Senate Majority Leader Mitch McConnell (R-Ky.) has routinely told a story about how Schumer called him shortly before the 2016 election saying he hoped they would have a good working relationship. Republicans, in a surprise, were able to hold on to the Senate majority, despite a difficult map.
“Chuck was feeling really good about having my job. … He actually called me a day before the election and said he hoped we would have a really good working relationship. I called him up the day after the election and said, ‘I sure hope so,’” McConnell recounted in 2018.

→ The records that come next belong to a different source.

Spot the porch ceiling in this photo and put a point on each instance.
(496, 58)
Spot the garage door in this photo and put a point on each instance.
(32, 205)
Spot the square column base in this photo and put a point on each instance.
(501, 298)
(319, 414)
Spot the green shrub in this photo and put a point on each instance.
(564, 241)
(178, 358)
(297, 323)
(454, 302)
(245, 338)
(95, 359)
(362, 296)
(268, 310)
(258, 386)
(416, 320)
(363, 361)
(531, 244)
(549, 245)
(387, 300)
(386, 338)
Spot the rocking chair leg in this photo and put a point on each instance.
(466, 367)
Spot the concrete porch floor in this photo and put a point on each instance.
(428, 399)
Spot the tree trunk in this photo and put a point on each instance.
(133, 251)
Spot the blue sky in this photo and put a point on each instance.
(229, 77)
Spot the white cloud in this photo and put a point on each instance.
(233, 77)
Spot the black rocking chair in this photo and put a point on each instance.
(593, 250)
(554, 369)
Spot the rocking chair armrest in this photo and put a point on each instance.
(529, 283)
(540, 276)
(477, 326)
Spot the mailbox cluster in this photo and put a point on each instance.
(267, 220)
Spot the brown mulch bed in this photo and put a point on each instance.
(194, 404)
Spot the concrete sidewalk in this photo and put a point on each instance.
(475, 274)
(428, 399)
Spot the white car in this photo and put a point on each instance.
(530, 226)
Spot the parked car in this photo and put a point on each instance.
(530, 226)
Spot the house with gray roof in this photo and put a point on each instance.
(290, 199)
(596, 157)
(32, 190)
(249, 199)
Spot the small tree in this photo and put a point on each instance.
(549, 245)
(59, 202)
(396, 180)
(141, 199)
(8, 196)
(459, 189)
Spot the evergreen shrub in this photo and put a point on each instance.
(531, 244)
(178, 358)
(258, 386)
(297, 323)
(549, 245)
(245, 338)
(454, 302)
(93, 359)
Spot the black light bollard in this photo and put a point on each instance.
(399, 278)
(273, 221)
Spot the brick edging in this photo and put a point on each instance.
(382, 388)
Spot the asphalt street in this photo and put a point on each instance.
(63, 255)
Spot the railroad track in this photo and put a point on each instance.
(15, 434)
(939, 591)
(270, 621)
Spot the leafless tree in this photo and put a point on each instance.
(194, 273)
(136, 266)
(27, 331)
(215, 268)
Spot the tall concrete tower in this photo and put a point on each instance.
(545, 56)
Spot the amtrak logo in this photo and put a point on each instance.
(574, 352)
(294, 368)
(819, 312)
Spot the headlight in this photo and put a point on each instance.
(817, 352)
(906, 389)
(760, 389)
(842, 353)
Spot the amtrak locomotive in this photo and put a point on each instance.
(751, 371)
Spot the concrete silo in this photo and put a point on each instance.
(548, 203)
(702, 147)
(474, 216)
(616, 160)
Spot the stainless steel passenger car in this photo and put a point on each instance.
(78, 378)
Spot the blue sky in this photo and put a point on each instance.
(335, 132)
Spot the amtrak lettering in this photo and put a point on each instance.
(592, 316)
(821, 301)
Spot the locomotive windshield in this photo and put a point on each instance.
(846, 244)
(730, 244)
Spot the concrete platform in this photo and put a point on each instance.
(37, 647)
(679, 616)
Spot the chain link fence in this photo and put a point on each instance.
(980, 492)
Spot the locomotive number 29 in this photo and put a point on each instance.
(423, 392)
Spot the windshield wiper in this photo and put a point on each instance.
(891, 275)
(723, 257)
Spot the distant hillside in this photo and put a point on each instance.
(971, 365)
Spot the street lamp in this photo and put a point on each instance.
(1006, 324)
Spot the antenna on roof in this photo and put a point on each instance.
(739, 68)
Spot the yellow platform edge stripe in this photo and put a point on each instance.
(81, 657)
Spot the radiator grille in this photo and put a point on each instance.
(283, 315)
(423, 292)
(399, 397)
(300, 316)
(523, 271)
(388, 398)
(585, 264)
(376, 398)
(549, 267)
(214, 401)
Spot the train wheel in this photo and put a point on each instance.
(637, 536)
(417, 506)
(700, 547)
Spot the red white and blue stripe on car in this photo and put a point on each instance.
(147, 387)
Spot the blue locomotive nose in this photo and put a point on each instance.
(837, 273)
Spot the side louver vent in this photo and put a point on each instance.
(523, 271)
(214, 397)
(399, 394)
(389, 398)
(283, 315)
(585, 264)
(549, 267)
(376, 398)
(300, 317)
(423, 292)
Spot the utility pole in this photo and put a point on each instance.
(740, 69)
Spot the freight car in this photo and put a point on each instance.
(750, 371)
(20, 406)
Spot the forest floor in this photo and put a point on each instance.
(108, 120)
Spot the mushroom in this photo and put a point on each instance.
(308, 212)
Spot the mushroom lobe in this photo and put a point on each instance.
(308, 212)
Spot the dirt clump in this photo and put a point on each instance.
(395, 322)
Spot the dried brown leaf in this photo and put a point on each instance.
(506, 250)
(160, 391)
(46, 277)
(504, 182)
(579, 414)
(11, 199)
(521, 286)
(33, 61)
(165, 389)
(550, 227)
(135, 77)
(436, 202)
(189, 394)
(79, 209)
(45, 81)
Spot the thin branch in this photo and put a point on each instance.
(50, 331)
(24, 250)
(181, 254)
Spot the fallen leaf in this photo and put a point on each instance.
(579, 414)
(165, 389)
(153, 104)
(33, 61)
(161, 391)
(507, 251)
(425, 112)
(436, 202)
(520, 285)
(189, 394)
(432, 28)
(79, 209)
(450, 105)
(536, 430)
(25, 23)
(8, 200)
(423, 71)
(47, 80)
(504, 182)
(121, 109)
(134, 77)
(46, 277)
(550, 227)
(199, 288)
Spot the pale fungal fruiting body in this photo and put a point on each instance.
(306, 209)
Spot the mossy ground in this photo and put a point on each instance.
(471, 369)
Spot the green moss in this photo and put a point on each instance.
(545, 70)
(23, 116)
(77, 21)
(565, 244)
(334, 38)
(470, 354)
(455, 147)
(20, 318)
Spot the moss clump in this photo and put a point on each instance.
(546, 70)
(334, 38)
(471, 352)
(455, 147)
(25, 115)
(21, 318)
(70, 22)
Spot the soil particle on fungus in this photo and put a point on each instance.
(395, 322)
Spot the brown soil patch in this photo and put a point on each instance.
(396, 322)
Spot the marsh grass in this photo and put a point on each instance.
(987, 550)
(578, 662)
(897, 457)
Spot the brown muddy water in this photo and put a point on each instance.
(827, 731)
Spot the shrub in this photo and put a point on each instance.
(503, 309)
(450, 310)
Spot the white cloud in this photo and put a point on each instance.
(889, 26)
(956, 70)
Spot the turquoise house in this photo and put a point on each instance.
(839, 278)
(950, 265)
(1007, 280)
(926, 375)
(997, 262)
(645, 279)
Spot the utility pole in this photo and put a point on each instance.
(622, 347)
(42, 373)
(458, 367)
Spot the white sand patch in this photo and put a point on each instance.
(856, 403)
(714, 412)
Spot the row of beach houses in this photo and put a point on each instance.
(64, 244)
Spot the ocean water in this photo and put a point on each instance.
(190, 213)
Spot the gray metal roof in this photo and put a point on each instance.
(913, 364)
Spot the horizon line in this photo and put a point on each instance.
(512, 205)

Republicans are warning that there could be a “bloodbath” for the Senate GOP majority, with President Trump’s approval rating perpetually stuck in the low 40s and concerns that he could drag down GOP incumbents.
But they aren’t ready to concede and are dropping a mountain of money in the final weeks. The Senate Leadership Fund raised nearly $50 million in the first two weeks of October and spent more than $94 million in the same time period, with additional spending in states like Alaska, Kansas, North Carolina and South Carolina since then, according to Federal Election Commission filings, as they try to shore up Republican candidates.
“Our thinking, at least in terms of Senate majority right now, contrary to I think some of the naysayers out there, I think there is a very real chance of hanging on to the majority irrespective of what happens in the presidential race just based upon how our candidates are performing in those states. I mean right now it’s anybody’s game,” said Sen. John Thune (S.D.), the No. 2 Senate Republican.
Democrats, meanwhile, believe they are better positioned than in 2016. But, even with a sense of momentum, they still aren’t willing to call it with just days to go.
“I feel pretty good about it. I think there’s just the uncertainty effect … between now and election day and you know what stunts the administration may have if they don’t like the result,” said Sen.Tim Kaine (D-Va.). “There’s a lot of twists and turns between now and Nov. 3.”
Sen. Christopher Coons (D-Del.) argued that Democrats had been successful in largely tying GOP incumbents to Trump’s call to repeal the Affordable Care Act and his efforts to “deflect” from the coronavirus pandemic.
“[But] I think this is going to be close. It’s a tough election cycle, we take nothing for granted,” Coons said.
Asked if he had any lingering 2016 nightmares, Coons quipped: “Look, if you aren’t skeptical of anything that someone races forward at the last minute and says, ‘We have an email,’ we haven’t learned anything.”